A limitation of the threshold-based method for classification into artifact-free or artifact-laden categories is the possible influence of artifacts on the threshold itself. This issue arises if more than 50% of the images contain artifacts. For sFIDA, this is not a problem as the usual proportion of artifact-laden images is much lower. For other applications, a high occurrence rate of artifact images would result in an elevated mean IRE level. Since different experiments of the same assay have yielded comparable IRE values, the problem could be detected through the discrepancy of mean IRE levels. Furthermore, given the comparable IRE levels of artifact-free images for different experiments of an assay, it would be feasible to establish an assay-optimized and specific threshold to effectively mitigate this unlikely, yet potential, issue.

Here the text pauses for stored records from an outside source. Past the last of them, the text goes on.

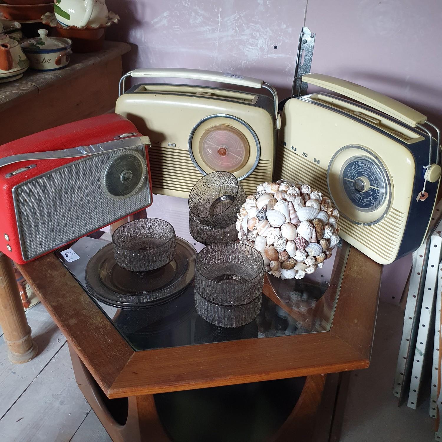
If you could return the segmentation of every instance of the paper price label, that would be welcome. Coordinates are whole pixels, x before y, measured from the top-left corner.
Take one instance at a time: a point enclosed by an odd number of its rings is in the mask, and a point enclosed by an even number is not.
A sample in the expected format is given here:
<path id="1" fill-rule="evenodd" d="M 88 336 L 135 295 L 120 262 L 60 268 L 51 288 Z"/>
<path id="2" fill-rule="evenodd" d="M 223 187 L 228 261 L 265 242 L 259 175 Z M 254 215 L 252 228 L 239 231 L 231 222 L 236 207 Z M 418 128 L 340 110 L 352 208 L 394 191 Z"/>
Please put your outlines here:
<path id="1" fill-rule="evenodd" d="M 61 255 L 68 263 L 76 261 L 80 259 L 80 256 L 72 249 L 66 249 L 61 252 Z"/>

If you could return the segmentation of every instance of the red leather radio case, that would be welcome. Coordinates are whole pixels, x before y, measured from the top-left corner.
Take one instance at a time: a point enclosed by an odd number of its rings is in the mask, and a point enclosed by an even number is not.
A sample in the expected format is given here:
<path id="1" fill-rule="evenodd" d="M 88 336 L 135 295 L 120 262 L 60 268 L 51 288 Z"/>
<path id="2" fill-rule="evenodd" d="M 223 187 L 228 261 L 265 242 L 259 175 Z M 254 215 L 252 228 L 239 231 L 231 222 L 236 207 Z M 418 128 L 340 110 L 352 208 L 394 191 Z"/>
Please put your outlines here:
<path id="1" fill-rule="evenodd" d="M 113 114 L 0 146 L 0 251 L 24 264 L 150 206 L 149 145 Z"/>

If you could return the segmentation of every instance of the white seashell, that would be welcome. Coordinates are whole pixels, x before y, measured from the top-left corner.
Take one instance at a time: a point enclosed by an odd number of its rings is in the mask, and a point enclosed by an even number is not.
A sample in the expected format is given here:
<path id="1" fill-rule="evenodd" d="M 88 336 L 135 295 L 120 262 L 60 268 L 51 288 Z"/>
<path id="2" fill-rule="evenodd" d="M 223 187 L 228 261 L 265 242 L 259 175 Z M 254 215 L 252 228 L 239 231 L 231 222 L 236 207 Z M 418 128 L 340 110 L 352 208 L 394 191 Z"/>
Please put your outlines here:
<path id="1" fill-rule="evenodd" d="M 308 184 L 302 184 L 300 190 L 302 194 L 310 194 L 312 193 L 312 189 Z"/>
<path id="2" fill-rule="evenodd" d="M 310 194 L 310 198 L 311 199 L 317 200 L 318 202 L 320 203 L 321 200 L 322 199 L 322 194 L 317 191 L 312 191 Z"/>
<path id="3" fill-rule="evenodd" d="M 285 223 L 281 226 L 281 232 L 287 241 L 293 241 L 297 235 L 296 228 L 290 222 Z"/>
<path id="4" fill-rule="evenodd" d="M 303 263 L 307 258 L 307 252 L 305 250 L 300 250 L 298 249 L 293 257 L 297 261 Z"/>
<path id="5" fill-rule="evenodd" d="M 286 251 L 290 255 L 291 258 L 293 258 L 296 252 L 296 245 L 293 241 L 288 241 L 286 244 Z"/>
<path id="6" fill-rule="evenodd" d="M 267 220 L 262 220 L 258 223 L 256 231 L 258 235 L 260 235 L 262 236 L 267 236 L 270 228 L 270 223 Z"/>
<path id="7" fill-rule="evenodd" d="M 298 270 L 295 278 L 297 279 L 302 279 L 305 276 L 305 272 L 303 270 Z"/>
<path id="8" fill-rule="evenodd" d="M 272 244 L 278 238 L 281 238 L 282 234 L 281 230 L 277 227 L 271 227 L 267 232 L 267 236 L 266 237 L 267 245 Z"/>
<path id="9" fill-rule="evenodd" d="M 296 214 L 301 222 L 314 220 L 319 213 L 319 210 L 315 207 L 300 207 L 296 211 Z"/>
<path id="10" fill-rule="evenodd" d="M 285 217 L 286 221 L 290 221 L 290 212 L 289 210 L 289 203 L 287 201 L 279 200 L 273 208 L 274 210 L 280 212 Z"/>
<path id="11" fill-rule="evenodd" d="M 281 268 L 279 271 L 281 272 L 281 278 L 284 277 L 286 279 L 291 279 L 296 276 L 297 271 L 294 268 L 288 270 Z"/>
<path id="12" fill-rule="evenodd" d="M 273 196 L 271 195 L 270 194 L 265 193 L 263 195 L 262 195 L 258 198 L 258 201 L 256 202 L 256 207 L 258 209 L 262 209 L 264 206 L 267 205 L 267 203 L 269 200 L 271 198 L 273 198 Z"/>
<path id="13" fill-rule="evenodd" d="M 336 228 L 338 227 L 338 223 L 336 218 L 333 216 L 330 217 L 328 218 L 328 222 L 327 224 L 333 229 L 334 232 L 336 230 Z"/>
<path id="14" fill-rule="evenodd" d="M 309 256 L 317 256 L 322 253 L 322 246 L 317 243 L 310 243 L 305 248 Z"/>
<path id="15" fill-rule="evenodd" d="M 298 210 L 301 207 L 303 207 L 305 205 L 304 200 L 299 196 L 296 197 L 292 202 L 295 210 Z"/>
<path id="16" fill-rule="evenodd" d="M 287 205 L 287 210 L 288 210 L 288 205 Z M 272 227 L 279 227 L 286 221 L 286 215 L 278 210 L 267 210 L 266 214 L 267 220 Z"/>
<path id="17" fill-rule="evenodd" d="M 332 235 L 330 237 L 330 248 L 334 247 L 339 242 L 339 237 L 337 235 Z"/>
<path id="18" fill-rule="evenodd" d="M 311 208 L 312 209 L 313 208 Z M 309 243 L 313 234 L 313 226 L 308 221 L 303 221 L 297 229 L 298 236 L 305 238 Z"/>
<path id="19" fill-rule="evenodd" d="M 332 235 L 333 235 L 333 228 L 328 224 L 326 224 L 324 226 L 324 232 L 322 237 L 325 238 L 326 240 L 330 239 Z"/>
<path id="20" fill-rule="evenodd" d="M 304 263 L 298 263 L 294 268 L 297 270 L 305 270 L 309 266 Z"/>
<path id="21" fill-rule="evenodd" d="M 266 250 L 266 246 L 267 245 L 267 240 L 264 236 L 258 235 L 255 238 L 253 246 L 259 251 L 263 252 L 264 251 Z"/>
<path id="22" fill-rule="evenodd" d="M 273 243 L 273 247 L 278 251 L 282 251 L 286 250 L 286 245 L 287 244 L 287 240 L 284 236 L 281 236 L 276 240 Z"/>
<path id="23" fill-rule="evenodd" d="M 328 214 L 324 210 L 320 210 L 316 217 L 322 223 L 323 225 L 328 222 Z"/>
<path id="24" fill-rule="evenodd" d="M 305 203 L 306 207 L 314 207 L 319 210 L 321 208 L 321 205 L 317 199 L 309 199 Z"/>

Another limitation of the proposed method is its inability to detect artifacts with very low signal intensity, as these may be removed during the background removal step in preprocessing. As a result, such artifacts cannot be detected by the CAE (Supplementary Fig. 4). In addition, depending on the threshold value for the IRE, the model may not be able to detect agglomeration artefacts if these consist of individually authentic signals that are distant to each other. However, especially the artifacts with very low intensity are not particularly relevant in case of sFIDA, as background noise is also removed during the quantitative analysis of signals. Even if such removal does not occur for analysis, it can be assumed that artifact-laden images, whose IRE does not significantly differ from that of artifact-free images, would have only a negligible impact on the overall analysis, as the IRE increases with the strength and size of the artifact.

To further enhance the accuracy of the method in the future, exploring additional techniques for generating an optimal threshold will be beneficial. Additionally, investigating the potential of incorporating supplementary features and utilizing meta-learners for classification may also be of interest. Since no signal structures are visible for sFIDA images, the presented method is likely transferable to different kinds of assays, operating sub-resolution. Examples of this may include analyses of individual cells or molecules31,32. Whether the method can also be applied to microscopy images with more complex structures cannot be determined with certainty based on the available data. However, since autoencoders have already been successfully used for noise removal in such contexts, demonstrating that these more complex structures can be learned and reproduced23,33,34, the assumption seems reasonable. Nevertheless, the architecture of the CAE would need to be adapted to the specific complexity of the images. Another important aspect for future investigation is the model’s tolerance to signal variability. In the case of sFIDA, the model trained on artificially generated signals also performed well for different human analytes, which, exhibited limited variations in their generated signals. However, it remains uncertain how the model would react to high variation of signals in applications involving more complex signals. While adjusting the model architecture can help modulate its tolerance to variations, this would likely also increase its susceptibility to artifacts. The extent of this effect, however, is highly application-dependent and should be assessed within the specific context.

Conclusion

We have demonstrated that CAEs represent a promising approach for fully automated and effective artifact detection. Our results show that the method, exemplified by sFIDA images, delivers high performance in distinguishing between artifact-laden and artifact-free images, irrespective of the antibody used or the matrix employed. However, in the future, this method should be tested on other types of microscopy images to verify its applicability across different microscopy modalities.